Can someone explain why the "no free lunch theorem" does not cause problems here...

tech_ken · on Sept 26, 2023

Two explanations

First: Prophet is not actually "one model", it's closer to a non-parametric approach than just a single model type. This adds a lot of flexibility on the class of problems it can handle. With that said, Prophet is "flexible" not "universal". A time series of entirely random integers selected from range(0,10) will be handled quite poorly, but fortunately nobody cares about modeling this case.

Second: the same reason that only a small handful of possible stats/ML models get used on virtually all problems. Most problems which people solve with stats/ML share a number of common features which makes it appropriate to use the same model on them (the model's "assumptions"). Applications which don't have these features get treated as edge-cases and ignored, or you write a paper introducing a new type of model to handle it. Consider any ARIMA-type time series model. These are used all the time for many different problem spaces, and are going to do reasonably well on "most" "common" stochastic processes you encounter in "nature", because its constructed to resemble many types of natural processes. It's possible (trivial, even) to conceive of a stochastic process which ARIMA can't really handle (any non-stationary process will work), but in practice most things that ARIMA utterly fails for are not very interesting to model or we have models that work better for that case.

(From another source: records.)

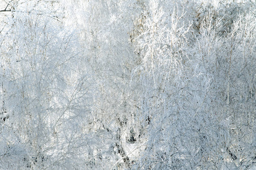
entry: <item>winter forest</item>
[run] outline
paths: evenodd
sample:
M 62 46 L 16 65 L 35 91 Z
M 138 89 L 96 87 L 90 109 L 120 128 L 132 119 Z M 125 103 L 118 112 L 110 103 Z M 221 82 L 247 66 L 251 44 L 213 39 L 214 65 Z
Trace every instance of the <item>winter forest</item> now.
M 255 0 L 1 0 L 0 169 L 255 169 Z

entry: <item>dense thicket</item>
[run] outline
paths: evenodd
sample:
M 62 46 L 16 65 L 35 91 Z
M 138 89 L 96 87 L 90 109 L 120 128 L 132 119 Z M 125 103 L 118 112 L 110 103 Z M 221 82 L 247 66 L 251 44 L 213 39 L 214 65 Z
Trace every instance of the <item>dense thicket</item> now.
M 0 169 L 253 169 L 255 1 L 13 0 Z

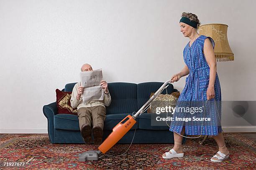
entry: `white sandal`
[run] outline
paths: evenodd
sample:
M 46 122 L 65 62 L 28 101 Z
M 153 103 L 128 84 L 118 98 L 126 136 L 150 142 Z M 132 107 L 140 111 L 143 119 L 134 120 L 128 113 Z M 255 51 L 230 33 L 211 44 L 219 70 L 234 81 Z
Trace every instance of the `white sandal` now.
M 169 151 L 165 152 L 165 155 L 166 156 L 162 155 L 164 159 L 170 159 L 173 158 L 182 158 L 184 156 L 184 153 L 177 153 L 176 151 L 173 149 L 172 149 L 170 150 L 170 151 L 172 152 L 172 153 L 170 153 L 169 152 Z
M 218 153 L 219 156 L 217 155 L 217 153 Z M 212 158 L 211 159 L 211 161 L 214 162 L 221 162 L 224 160 L 226 160 L 229 157 L 229 154 L 227 155 L 225 155 L 224 153 L 222 153 L 220 151 L 218 151 Z M 215 160 L 212 159 L 213 158 L 217 158 L 218 160 Z

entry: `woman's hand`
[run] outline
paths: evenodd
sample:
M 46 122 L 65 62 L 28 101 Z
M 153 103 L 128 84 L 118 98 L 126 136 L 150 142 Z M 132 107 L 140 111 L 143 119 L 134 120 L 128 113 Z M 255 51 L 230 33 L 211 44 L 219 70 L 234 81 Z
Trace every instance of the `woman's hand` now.
M 180 78 L 181 78 L 181 76 L 179 73 L 175 74 L 172 77 L 172 78 L 171 78 L 171 80 L 172 80 L 171 82 L 179 81 Z
M 207 100 L 210 100 L 215 97 L 215 92 L 214 92 L 214 86 L 209 86 L 206 92 L 206 96 Z

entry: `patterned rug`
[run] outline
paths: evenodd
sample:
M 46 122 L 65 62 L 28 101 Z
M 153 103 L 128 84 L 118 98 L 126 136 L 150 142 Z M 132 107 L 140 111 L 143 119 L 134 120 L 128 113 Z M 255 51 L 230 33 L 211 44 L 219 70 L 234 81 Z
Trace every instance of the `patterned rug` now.
M 47 134 L 0 134 L 0 169 L 256 169 L 254 140 L 239 133 L 225 136 L 230 155 L 219 163 L 210 161 L 218 148 L 211 138 L 207 138 L 202 145 L 198 143 L 201 139 L 188 139 L 183 145 L 184 156 L 182 158 L 162 158 L 161 154 L 173 146 L 172 144 L 133 144 L 125 154 L 118 156 L 129 146 L 118 144 L 97 161 L 79 162 L 81 153 L 97 150 L 98 146 L 52 144 Z M 21 166 L 12 166 L 14 162 L 24 163 Z

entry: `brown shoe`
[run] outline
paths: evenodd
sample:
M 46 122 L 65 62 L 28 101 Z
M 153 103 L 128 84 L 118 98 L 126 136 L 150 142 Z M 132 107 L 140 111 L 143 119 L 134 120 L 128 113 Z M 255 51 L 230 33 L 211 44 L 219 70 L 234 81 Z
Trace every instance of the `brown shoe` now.
M 92 134 L 93 134 L 93 141 L 95 145 L 101 144 L 103 130 L 100 126 L 95 126 L 92 128 Z
M 81 134 L 85 143 L 90 144 L 92 142 L 92 128 L 90 125 L 88 124 L 83 125 L 81 130 Z

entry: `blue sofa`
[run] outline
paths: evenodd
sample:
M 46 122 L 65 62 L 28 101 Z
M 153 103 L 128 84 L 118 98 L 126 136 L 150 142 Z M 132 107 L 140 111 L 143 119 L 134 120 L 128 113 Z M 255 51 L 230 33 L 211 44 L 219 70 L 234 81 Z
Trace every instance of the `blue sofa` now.
M 103 140 L 112 132 L 112 129 L 128 115 L 137 112 L 148 100 L 151 93 L 155 92 L 163 84 L 160 82 L 148 82 L 138 84 L 127 82 L 108 83 L 112 102 L 106 107 Z M 67 84 L 62 90 L 72 92 L 76 83 Z M 170 84 L 168 94 L 177 92 Z M 163 94 L 166 93 L 164 90 Z M 49 138 L 52 143 L 84 143 L 81 135 L 77 115 L 57 114 L 55 102 L 44 105 L 44 114 L 47 118 Z M 167 126 L 151 126 L 151 114 L 142 114 L 136 119 L 137 125 L 118 142 L 130 143 L 136 128 L 133 143 L 174 143 L 173 133 Z M 183 143 L 186 138 L 183 138 Z

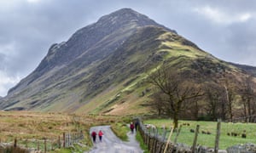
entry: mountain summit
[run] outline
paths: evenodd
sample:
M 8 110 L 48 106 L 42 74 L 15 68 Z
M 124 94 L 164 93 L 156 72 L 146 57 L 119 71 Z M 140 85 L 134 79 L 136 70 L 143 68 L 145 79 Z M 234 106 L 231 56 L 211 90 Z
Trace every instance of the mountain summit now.
M 175 31 L 122 8 L 53 44 L 35 71 L 0 99 L 0 109 L 148 112 L 152 92 L 145 80 L 154 69 L 166 62 L 206 74 L 207 68 L 212 73 L 230 69 L 218 61 Z

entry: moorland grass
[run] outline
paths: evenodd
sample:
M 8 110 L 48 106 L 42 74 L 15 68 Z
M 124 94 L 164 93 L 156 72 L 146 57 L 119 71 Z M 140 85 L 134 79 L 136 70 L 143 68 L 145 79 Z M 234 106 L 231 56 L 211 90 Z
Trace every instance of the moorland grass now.
M 110 125 L 114 122 L 130 121 L 125 116 L 90 116 L 83 114 L 68 114 L 59 112 L 32 112 L 32 111 L 0 111 L 0 141 L 13 143 L 17 139 L 18 145 L 28 148 L 44 149 L 44 139 L 47 139 L 48 150 L 55 144 L 58 148 L 59 136 L 62 139 L 63 133 L 80 132 L 84 139 L 80 141 L 82 146 L 55 150 L 52 152 L 73 152 L 89 150 L 92 146 L 89 129 L 98 125 Z M 55 143 L 52 143 L 55 142 Z M 82 151 L 83 152 L 83 151 Z
M 144 121 L 144 123 L 155 125 L 160 133 L 162 133 L 161 128 L 165 125 L 169 129 L 169 133 L 167 133 L 166 134 L 167 137 L 170 133 L 170 127 L 172 124 L 172 121 L 166 119 L 152 119 Z M 195 130 L 196 125 L 200 125 L 200 133 L 198 135 L 197 144 L 200 145 L 214 148 L 217 132 L 217 122 L 179 121 L 179 125 L 183 126 L 181 128 L 181 133 L 177 137 L 177 143 L 192 145 L 195 133 L 191 133 L 190 129 Z M 246 131 L 246 139 L 241 138 L 241 134 L 244 133 L 244 131 Z M 209 133 L 209 134 L 202 133 Z M 237 136 L 229 136 L 228 134 L 231 135 L 231 133 L 236 133 Z M 172 141 L 174 140 L 175 136 L 176 133 L 174 133 L 172 136 Z M 221 122 L 219 149 L 224 150 L 233 145 L 247 143 L 256 144 L 255 123 Z

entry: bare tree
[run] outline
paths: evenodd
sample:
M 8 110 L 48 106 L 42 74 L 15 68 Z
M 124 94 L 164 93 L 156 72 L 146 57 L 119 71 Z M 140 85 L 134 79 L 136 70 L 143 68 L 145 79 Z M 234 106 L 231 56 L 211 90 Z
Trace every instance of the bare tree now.
M 253 99 L 256 96 L 255 92 L 253 89 L 253 76 L 247 76 L 243 82 L 241 88 L 240 89 L 240 94 L 241 94 L 241 101 L 243 105 L 243 113 L 244 116 L 252 116 L 255 113 L 255 103 Z M 250 119 L 250 118 L 249 118 Z M 251 121 L 249 121 L 251 122 Z
M 218 118 L 224 120 L 226 115 L 224 105 L 226 95 L 224 88 L 215 83 L 207 83 L 204 90 L 207 116 L 210 116 L 212 120 L 217 120 Z
M 185 80 L 177 71 L 164 65 L 149 75 L 148 80 L 163 94 L 164 108 L 167 115 L 172 117 L 175 128 L 177 128 L 183 104 L 202 95 L 200 88 L 191 80 Z

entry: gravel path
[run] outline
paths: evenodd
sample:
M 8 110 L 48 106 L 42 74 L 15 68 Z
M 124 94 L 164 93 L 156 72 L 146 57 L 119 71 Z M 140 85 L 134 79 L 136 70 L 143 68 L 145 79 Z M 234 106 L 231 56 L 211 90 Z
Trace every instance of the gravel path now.
M 110 126 L 94 127 L 90 129 L 90 133 L 92 131 L 96 133 L 102 130 L 104 133 L 102 141 L 100 142 L 96 137 L 96 142 L 94 143 L 93 149 L 89 153 L 143 153 L 143 150 L 140 148 L 138 142 L 135 139 L 135 133 L 127 133 L 129 137 L 128 142 L 120 140 L 111 130 Z

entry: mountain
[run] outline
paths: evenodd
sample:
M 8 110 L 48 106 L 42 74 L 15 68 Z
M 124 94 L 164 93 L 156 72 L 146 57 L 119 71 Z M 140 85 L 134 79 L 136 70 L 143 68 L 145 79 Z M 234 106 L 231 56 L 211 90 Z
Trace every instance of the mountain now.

GraceCat123 · on Sept 27, 2023

These insights are really awesome! It reminds me of the common aphorism in Statistics: 'All models are wrong, but some are useful.'These insights are really like a wake-up call, thank you!

wgd · on Sept 26, 2023

Disclaimer: I haven't looked at the linked library at all, but this is a theoretical discussion which applies to any task of signal prediction.

Out of all possible inputs, there are some that the model works well on and others that it doesn't work well on. The trick is devising an algorithm which works well on the inputs that it will actually encounter in practice.

At the obvious extremes: this library can probably do a great job at predicting linear growth, but there's no way it will ever be better than chance at predicting the output of /dev/random. And in fact, it probably does worse than a constant-zero predictor when applied to a random unbiased input signal.

Except that it's also usually possible to detect such trivially unpredictable signals (obvious way: run the prediction model on all but the last N samples and see how it does at predicting the final N), and fall back to a simpler predictor (like "the next value is always zero" or "the next value is always the same as the previous one") in such cases.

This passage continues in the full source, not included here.